The first completed draft of my thesis was 125,000 words – at least 40,000 too many.  In November 2015 I finished the heavy editing and re-writing phase.  Various drafts have been reviewed by Associate Professor Peter Bishop, Dr Jean Duruz and Dr Nigel Starck.  Due to some administrative changes at the University my supervision changed and I had wonderful support from Dr Nigel Starck and Dr Chris Hogarth during the complex submission process.  My thesis has undergone the detailed and exhausting examination and review, and is now now confirmed.

In the past three years I have presented at significant academic and special interest conferences in Adelaide, Oxford (UK), Vienna (Austria),  Perth and Bangalore (India).  I am now involved with a small number of research projects, one being the impact of language in discussing PTS.  Also there is a small group of us working on a larger project, which in a broad manner brings together personal narratives in to the digital realm.

My family is spread around Australia, residing in Melbourne, Northern Queensland, Perth and Sydney.  Now I will look to new challenges in research, based in part, on my PhD and oral history.

[updated May 7, 2021]

2 thoughts on “A little about David

  1. How do I contact you David?
    Your blog on “research is interesting” caught my eye, because I was researching my grandmother’s ancestry.

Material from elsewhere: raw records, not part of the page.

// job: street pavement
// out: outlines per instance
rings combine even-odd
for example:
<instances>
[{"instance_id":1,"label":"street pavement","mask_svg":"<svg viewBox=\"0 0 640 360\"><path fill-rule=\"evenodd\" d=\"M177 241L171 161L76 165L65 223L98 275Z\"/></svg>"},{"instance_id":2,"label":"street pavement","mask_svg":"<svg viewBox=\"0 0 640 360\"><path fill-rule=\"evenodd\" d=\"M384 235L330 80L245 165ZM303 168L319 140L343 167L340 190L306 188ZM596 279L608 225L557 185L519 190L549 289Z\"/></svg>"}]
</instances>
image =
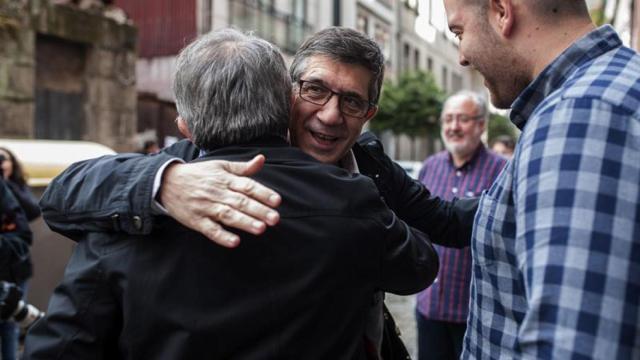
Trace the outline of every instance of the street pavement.
<instances>
[{"instance_id":1,"label":"street pavement","mask_svg":"<svg viewBox=\"0 0 640 360\"><path fill-rule=\"evenodd\" d=\"M402 341L407 346L412 359L418 358L418 348L416 345L416 320L414 311L416 307L416 297L398 296L393 294L385 295L387 308L393 315L396 325L400 328Z\"/></svg>"}]
</instances>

Rosaria Lena Jackson (nee Martorana) had a sister Laura, who was married to Albert Greenman, the fireman who died in the “City of Singapore” fire. Your co-researcher misread the headstone (or other information), and the name is not Marhorana (Indian?), but Martorana (Italian!!). It’s Francesco Martorana’s origins from Italy that I’d love to know more about. Francesco was Albert’s father-in-law.
    Please get in touch (and maybe amend your blog).